The Teradata Connector for Hadoop (TDCH) is a map-reduce application that supports high-performance parallel bi-directional data movement between Teradata systems and various Hadoop ecosystem components.
The Teradata Connector for Hadoop (Command Line Edition) is freely available and provides the following capabilities:
For more detailed information on the Teradata Connector for Hadoop, please see the attached Tutorial document as well as the README file in the appropriate TDCH download packages. The download packages are for use on commodity hardware. For Teradata Hadoop Appliance hardware, it will be distributed with the appliance. TDCH is supported by Teradata CS in certain situations where the user is a Teradata customer.
For more information about Hadoop Product Management (PM), Teradata employees can go to Teradata Connections Hadoop PM.
Native Sqoop does not have an understanding of Teradata architecture or parallelism, so attempting to use native Sqoop to transfer data between Teradata and Hadoop would result in a point-to-point (single Teradata node to a single Hadoop node) data transfer with very poor performance.
TDCH enables parallel bi-directional data transfers between multiple Teradata nodes in a given Teradata system and multiple Hadoop nodes in a given Hadoop system and also provides access to some data transfer features unique to Teradata systems.
While TDCH does not need Sqoop to run, Cloudera, Hortonworks and MapR have provided Sqoop wrappers over TDCH for customers who need Sqoop-to-Teradata capability in their workflows.
I get this error when trying to run an import from teradata to HDFS .. any idea how to fix this ?
hadoop com.teradata.hadoop.tool.TeradataImportTool -libjars $LIB_JARS -url jdbc:teradata://myserver/database=mydb -username user -password password -jobtype hdfs -sourcetable example1_td -nummappers 1 -separator ',' -targetpaths /user/mapred/ex1_hdfs -method split.by.hash -splitbycolumn c1
I got the following error message when running the command to import data from Teradata to Hadoop.
The command is:
hadoop com.teradata.hadoop.tool.TeradataImportTool -classname com.teradata.jdbc.TeraDriver -url jdbc:teradata://pitd/DATABASE=hadoop_user1 -username hadoop_user1 -password hadoop_user1 -jobtype hdfs -fileformat textfile -method split.by.hash -separator "," -sourcetable sales_transaction -targetpaths /user/davidd/sales_transaction
My requirement is to process huge volumes of data in hadoop (HDFS), do trasnformations and copy the transformed data to Teradata.
Can you please share the user manual to move data from HDFS to Teradata using Java API or Sqoop?
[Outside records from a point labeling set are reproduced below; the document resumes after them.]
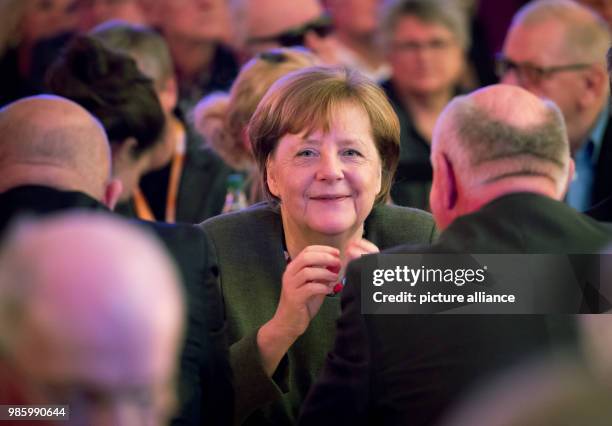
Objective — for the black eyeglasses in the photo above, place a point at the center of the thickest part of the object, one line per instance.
(321, 26)
(528, 72)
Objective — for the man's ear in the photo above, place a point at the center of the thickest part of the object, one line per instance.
(168, 96)
(595, 83)
(271, 178)
(112, 193)
(570, 177)
(124, 152)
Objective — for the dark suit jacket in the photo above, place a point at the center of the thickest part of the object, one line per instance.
(603, 171)
(205, 377)
(249, 249)
(407, 370)
(601, 211)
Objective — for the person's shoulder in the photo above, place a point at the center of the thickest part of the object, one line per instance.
(179, 238)
(256, 222)
(390, 225)
(259, 211)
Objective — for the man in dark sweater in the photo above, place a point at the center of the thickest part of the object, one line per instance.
(55, 156)
(501, 165)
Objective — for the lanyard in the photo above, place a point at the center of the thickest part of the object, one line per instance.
(143, 211)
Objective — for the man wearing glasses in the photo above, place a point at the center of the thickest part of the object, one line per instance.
(557, 49)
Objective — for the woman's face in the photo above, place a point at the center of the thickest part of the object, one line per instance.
(327, 182)
(425, 57)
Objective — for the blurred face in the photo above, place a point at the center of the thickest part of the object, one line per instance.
(355, 17)
(94, 12)
(425, 57)
(603, 7)
(279, 23)
(327, 182)
(104, 381)
(541, 46)
(46, 18)
(194, 20)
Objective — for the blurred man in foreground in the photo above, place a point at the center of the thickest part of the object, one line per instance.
(82, 324)
(55, 156)
(501, 165)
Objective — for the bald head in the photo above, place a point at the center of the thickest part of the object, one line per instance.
(51, 141)
(497, 140)
(78, 308)
(586, 35)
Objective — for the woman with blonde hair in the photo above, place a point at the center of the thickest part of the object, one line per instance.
(222, 118)
(326, 142)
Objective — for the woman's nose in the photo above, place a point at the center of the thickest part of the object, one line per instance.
(330, 167)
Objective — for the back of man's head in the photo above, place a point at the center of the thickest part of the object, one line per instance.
(51, 141)
(144, 44)
(84, 322)
(497, 140)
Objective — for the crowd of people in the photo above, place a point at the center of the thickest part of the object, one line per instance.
(191, 192)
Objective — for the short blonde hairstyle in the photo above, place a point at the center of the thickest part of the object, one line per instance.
(306, 100)
(222, 117)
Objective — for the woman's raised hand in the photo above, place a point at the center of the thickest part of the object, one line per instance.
(306, 281)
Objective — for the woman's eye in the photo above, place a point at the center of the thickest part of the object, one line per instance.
(352, 153)
(306, 153)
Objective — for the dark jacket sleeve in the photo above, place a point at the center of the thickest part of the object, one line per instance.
(205, 378)
(253, 388)
(341, 393)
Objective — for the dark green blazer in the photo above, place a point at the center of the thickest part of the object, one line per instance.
(250, 255)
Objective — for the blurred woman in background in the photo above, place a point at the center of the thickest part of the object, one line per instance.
(222, 119)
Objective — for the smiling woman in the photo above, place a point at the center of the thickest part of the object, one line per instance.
(326, 142)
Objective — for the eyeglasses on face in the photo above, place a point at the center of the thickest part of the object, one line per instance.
(528, 72)
(321, 26)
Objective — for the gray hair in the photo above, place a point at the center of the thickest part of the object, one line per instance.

Thanks in adavance.
I am trying to understand the TDCH better and wanted to know if I would be able to load a non-empty table in Teradata from a hive table using the utility? or would I have to stage it in an empty table first( because the method is fastload) and then load to final target.
Issue resolved by setting the internal flag of the Teradata 104 to true.
Flag value explained by Mark Li:
There is a flag “acceptreplacementCharacters” in the database, and its meaning is:
AcceptReplacementCharacters - Allow invalid characters to converted to the replacement character, rather than rejected.
FALSE (default): do not accept the replacement character, return error.
TRUE : accept the replacement character.
A tpareset is required.
Also, either run as "hdfs" (su hdfs) or make sure mapred has write access to output target folder of '/user/mapred' and it has to exist. Teradata Hadoop VM template did not seem to create this folder, but there was a folder of '/mapred'. You have to create it yourself and give proper write permission. To list and check for folder content do:
hadoop fs -ls /user
hadoop fs -ls /
I was unable to find any document around the "-conf <conf file>" option below.
Hi, I'm Mark, from Teradata Connector Sustaining Team.
"-conf" option is used for hadoop command exclusively. User can set their hadoop options in a file, and use "-conf" to specify this file to pass all of his options to hadoop. You can refer to hadoop manual for more information.
I have been looking at ways to do a batch data export from TD to HADOOP.
We used sqoop connector but the perfromance was not as good as native FastExport to a falt file.
Are there any performance benchmarks available for the sqoop connector?